I have a matrix X of size (d,N). In other words, there are N vectors with d dimensions each. For example,
X = [[1,2,3,4],[5,6,7,8]]
there are N=4 vectors of d=2 dimensions.
Also, I have rag array (list of lists). Indices are indexing columns in the X matrix. For example,
I = [ [0,1], [1,2,3] ]
The I[0]=[0,1] indexes columns 0 and 1 in matrix X. Similarly the element I[1] indexes columns 1,2 and 3. Notice that elements of I are lists that are not of the same length!
What I would like to do, is to index the columns in the matrix X using each element in I, sum the vectors and get a vector. Repeat this for each element of I and thus build a new matrix Y. The matrix Y should have as many d-dimensional vectors as there are elements in I array. In my example, the Y matrix will have 2 vectors of 2 dimensions.
In my example, the element I[0] tells to get columns 0 and 1 from matrix X. Sum the two vectors 2-dimensional vectors of matrix X and put this vector in Y (column 0). Then, element I[1] tells to sum the columns 1,2 and 3 of matrix X and put this new vector in Y (column 1).
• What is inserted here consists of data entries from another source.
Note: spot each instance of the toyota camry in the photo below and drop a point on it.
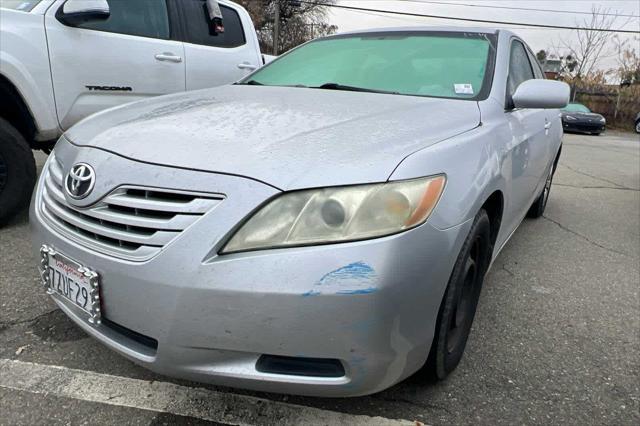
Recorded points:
(322, 227)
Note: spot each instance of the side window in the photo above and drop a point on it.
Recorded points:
(200, 28)
(144, 18)
(537, 68)
(519, 68)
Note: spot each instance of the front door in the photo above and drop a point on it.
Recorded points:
(529, 147)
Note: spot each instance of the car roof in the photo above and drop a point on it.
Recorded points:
(422, 29)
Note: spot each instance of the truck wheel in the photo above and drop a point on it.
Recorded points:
(17, 172)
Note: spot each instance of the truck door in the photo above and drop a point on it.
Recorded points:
(216, 58)
(98, 64)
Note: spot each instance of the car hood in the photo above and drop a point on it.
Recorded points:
(290, 138)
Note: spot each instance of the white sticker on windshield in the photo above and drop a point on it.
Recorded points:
(463, 89)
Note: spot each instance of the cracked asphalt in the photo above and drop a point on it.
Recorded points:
(556, 339)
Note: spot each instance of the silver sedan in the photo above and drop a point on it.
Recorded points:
(322, 227)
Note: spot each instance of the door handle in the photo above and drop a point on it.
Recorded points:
(247, 66)
(168, 57)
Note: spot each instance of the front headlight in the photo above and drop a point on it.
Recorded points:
(340, 214)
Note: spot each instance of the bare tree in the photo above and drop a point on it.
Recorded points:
(582, 54)
(628, 58)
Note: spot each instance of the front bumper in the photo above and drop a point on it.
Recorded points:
(212, 317)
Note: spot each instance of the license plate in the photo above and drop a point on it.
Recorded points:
(74, 283)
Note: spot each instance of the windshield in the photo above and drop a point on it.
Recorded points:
(23, 5)
(576, 108)
(450, 65)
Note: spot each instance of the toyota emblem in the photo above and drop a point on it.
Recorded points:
(80, 181)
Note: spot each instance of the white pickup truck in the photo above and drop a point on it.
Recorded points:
(62, 60)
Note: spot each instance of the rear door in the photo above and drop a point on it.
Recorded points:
(100, 64)
(213, 58)
(529, 146)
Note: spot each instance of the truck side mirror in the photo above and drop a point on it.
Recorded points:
(215, 15)
(75, 12)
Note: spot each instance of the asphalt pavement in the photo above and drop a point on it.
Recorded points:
(556, 339)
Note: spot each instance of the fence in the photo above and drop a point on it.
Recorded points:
(620, 106)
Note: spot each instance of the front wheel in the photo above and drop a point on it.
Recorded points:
(17, 172)
(460, 301)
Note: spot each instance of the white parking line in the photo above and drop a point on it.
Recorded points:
(169, 398)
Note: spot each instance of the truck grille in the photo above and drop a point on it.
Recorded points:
(132, 223)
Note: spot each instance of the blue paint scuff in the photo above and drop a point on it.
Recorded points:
(352, 279)
(355, 271)
(356, 291)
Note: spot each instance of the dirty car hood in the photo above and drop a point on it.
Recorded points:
(290, 138)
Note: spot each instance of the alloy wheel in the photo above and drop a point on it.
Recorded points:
(466, 298)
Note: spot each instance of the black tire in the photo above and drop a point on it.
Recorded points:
(460, 300)
(538, 207)
(17, 172)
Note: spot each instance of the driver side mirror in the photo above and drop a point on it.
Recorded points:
(75, 12)
(542, 94)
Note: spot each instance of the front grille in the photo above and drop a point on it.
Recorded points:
(131, 222)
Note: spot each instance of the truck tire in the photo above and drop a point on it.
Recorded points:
(17, 172)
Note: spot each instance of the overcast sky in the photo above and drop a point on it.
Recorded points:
(347, 20)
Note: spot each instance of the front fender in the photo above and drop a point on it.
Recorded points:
(24, 61)
(471, 162)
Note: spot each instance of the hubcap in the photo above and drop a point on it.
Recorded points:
(465, 299)
(4, 173)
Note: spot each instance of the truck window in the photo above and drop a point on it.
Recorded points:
(519, 67)
(200, 28)
(145, 18)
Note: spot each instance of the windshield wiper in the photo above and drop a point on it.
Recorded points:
(336, 86)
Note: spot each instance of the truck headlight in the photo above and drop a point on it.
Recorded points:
(339, 214)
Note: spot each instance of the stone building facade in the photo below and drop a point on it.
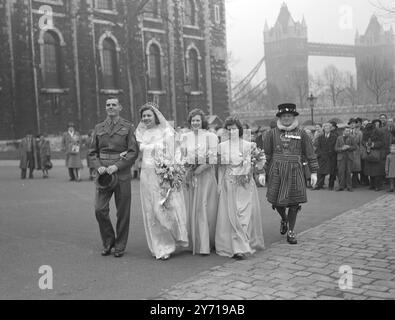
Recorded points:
(61, 59)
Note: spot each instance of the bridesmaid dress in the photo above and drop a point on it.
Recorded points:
(201, 194)
(239, 222)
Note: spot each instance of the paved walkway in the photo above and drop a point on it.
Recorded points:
(363, 239)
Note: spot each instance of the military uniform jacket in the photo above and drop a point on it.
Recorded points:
(285, 150)
(108, 143)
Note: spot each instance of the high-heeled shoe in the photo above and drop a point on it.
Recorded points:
(107, 251)
(291, 237)
(283, 227)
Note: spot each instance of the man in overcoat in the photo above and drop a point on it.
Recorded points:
(113, 151)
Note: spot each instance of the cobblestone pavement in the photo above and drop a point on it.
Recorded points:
(363, 239)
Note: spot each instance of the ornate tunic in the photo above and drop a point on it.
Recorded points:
(284, 153)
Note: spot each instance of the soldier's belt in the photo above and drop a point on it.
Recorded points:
(110, 156)
(286, 157)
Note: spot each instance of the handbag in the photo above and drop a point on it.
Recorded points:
(372, 156)
(75, 149)
(48, 165)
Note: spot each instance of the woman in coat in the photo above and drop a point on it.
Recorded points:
(72, 146)
(374, 145)
(28, 156)
(326, 156)
(45, 155)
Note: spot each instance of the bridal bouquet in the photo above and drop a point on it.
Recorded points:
(253, 162)
(258, 157)
(171, 176)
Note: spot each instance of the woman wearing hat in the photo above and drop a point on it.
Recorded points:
(285, 147)
(71, 145)
(45, 155)
(356, 133)
(374, 152)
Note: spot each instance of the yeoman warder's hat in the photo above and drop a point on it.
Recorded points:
(352, 120)
(287, 108)
(106, 181)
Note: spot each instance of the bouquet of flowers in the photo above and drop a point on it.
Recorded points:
(254, 161)
(258, 158)
(171, 176)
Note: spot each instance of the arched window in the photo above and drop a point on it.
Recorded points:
(193, 69)
(110, 64)
(105, 4)
(153, 9)
(189, 12)
(51, 60)
(155, 73)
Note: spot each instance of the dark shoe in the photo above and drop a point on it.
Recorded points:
(106, 251)
(119, 254)
(239, 256)
(291, 238)
(284, 227)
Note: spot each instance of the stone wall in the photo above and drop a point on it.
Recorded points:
(25, 105)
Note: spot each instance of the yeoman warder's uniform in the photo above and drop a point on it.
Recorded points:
(285, 147)
(109, 141)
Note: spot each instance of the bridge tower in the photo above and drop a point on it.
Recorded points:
(374, 50)
(286, 58)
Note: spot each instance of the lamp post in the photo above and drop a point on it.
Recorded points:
(187, 90)
(312, 100)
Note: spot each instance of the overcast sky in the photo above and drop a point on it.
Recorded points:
(328, 21)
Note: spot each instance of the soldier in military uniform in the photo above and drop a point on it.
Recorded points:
(285, 148)
(113, 151)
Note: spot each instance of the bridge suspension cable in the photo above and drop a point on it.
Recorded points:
(250, 93)
(238, 88)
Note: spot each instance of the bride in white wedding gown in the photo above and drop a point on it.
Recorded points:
(165, 230)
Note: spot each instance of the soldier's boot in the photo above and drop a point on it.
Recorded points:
(284, 219)
(292, 215)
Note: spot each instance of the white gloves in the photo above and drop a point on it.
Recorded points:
(262, 179)
(314, 179)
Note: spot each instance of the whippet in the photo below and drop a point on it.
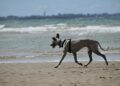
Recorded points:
(73, 46)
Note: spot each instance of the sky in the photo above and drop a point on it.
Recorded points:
(50, 7)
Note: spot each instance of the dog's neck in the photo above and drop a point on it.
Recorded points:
(61, 43)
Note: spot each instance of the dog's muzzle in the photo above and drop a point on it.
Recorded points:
(52, 45)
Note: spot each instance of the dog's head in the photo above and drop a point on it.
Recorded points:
(56, 41)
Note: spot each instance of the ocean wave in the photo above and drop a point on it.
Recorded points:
(63, 27)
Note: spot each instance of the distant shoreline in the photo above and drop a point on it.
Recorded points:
(61, 16)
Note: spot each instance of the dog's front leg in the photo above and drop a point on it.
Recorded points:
(61, 59)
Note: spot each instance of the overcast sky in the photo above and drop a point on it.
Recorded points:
(37, 7)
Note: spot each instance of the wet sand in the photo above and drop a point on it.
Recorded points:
(68, 74)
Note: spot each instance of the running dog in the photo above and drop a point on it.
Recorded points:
(73, 46)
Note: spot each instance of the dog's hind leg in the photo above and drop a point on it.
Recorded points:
(61, 59)
(75, 58)
(102, 55)
(90, 56)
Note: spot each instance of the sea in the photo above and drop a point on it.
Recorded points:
(28, 40)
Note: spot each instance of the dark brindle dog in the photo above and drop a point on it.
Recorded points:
(73, 46)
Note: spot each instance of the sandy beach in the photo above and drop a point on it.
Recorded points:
(68, 74)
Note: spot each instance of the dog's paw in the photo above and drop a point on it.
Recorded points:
(85, 66)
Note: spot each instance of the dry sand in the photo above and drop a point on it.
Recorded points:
(68, 74)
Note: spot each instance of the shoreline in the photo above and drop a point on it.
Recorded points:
(56, 58)
(68, 74)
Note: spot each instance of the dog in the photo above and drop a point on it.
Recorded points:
(73, 46)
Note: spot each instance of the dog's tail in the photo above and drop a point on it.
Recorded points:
(102, 48)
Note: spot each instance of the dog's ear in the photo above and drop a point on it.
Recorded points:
(54, 38)
(57, 35)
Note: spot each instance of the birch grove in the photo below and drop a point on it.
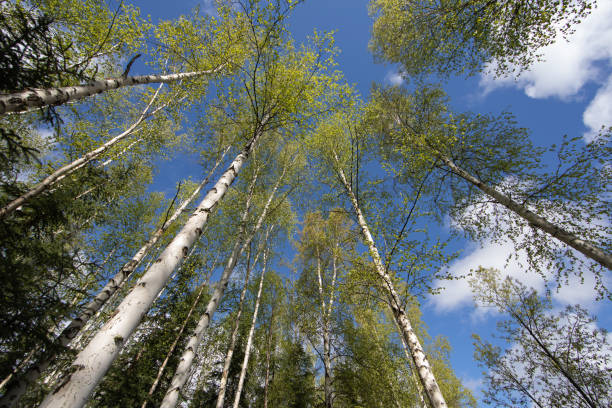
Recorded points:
(247, 348)
(234, 335)
(91, 364)
(347, 215)
(37, 98)
(242, 242)
(80, 162)
(426, 376)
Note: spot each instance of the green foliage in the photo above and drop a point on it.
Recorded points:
(448, 36)
(551, 359)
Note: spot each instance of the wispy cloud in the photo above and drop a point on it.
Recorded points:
(567, 66)
(394, 78)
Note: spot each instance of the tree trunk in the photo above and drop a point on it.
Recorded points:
(94, 360)
(230, 351)
(247, 351)
(38, 98)
(182, 371)
(19, 386)
(268, 358)
(162, 368)
(420, 359)
(536, 221)
(409, 361)
(69, 168)
(326, 314)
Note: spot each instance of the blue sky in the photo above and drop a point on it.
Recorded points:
(569, 92)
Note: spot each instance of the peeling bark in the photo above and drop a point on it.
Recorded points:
(79, 163)
(18, 387)
(247, 350)
(416, 350)
(38, 98)
(234, 337)
(95, 359)
(182, 371)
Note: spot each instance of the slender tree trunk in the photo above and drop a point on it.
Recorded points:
(247, 351)
(326, 314)
(94, 360)
(409, 361)
(70, 168)
(533, 219)
(268, 358)
(234, 337)
(162, 368)
(19, 386)
(416, 350)
(180, 376)
(38, 98)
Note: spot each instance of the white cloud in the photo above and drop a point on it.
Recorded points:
(394, 78)
(457, 293)
(567, 66)
(599, 111)
(504, 257)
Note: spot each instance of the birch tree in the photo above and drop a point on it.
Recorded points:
(549, 359)
(234, 335)
(324, 245)
(249, 344)
(496, 162)
(330, 141)
(470, 36)
(18, 386)
(242, 242)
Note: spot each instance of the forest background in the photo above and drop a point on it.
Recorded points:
(568, 93)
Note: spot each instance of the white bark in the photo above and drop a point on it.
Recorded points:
(247, 350)
(70, 168)
(38, 98)
(416, 382)
(416, 350)
(535, 220)
(162, 368)
(19, 386)
(182, 371)
(234, 336)
(94, 360)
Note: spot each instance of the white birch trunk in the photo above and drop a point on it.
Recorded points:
(409, 361)
(326, 314)
(162, 368)
(19, 386)
(38, 98)
(182, 371)
(247, 351)
(268, 358)
(416, 350)
(70, 168)
(94, 360)
(533, 219)
(234, 337)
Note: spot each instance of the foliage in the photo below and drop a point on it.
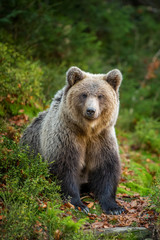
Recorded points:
(20, 82)
(27, 193)
(39, 41)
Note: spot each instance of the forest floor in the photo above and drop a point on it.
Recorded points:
(134, 192)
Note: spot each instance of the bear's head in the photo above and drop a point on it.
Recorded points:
(92, 99)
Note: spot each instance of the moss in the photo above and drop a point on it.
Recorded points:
(141, 177)
(137, 188)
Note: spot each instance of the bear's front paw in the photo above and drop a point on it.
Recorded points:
(79, 204)
(112, 208)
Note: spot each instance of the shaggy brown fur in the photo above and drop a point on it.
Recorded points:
(77, 133)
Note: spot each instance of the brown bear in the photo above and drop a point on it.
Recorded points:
(76, 136)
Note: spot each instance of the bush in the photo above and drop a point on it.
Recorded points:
(147, 135)
(20, 81)
(30, 200)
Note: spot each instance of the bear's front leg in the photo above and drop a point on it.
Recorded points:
(66, 170)
(103, 181)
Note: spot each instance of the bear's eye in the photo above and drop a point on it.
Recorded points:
(84, 95)
(100, 96)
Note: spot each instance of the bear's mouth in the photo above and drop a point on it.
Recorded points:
(90, 118)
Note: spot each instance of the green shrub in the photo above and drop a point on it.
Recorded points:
(20, 81)
(26, 189)
(147, 135)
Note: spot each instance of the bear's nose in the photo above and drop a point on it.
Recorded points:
(90, 111)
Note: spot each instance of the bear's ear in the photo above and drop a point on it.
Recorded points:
(114, 78)
(74, 74)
I can do this easily using a loop but I would like to vectorize this operation if possible. My matrix X has hundreds of thousands of columns and the I indexing matrix has tens of thousands elements (each element is a short lists of indices).
My loopy code :
Y = np.zeros( (d,len(I)) )
for i,idx in enumerate(I):
Y[:,i] = np.sum( X[:,idx], axis=1 )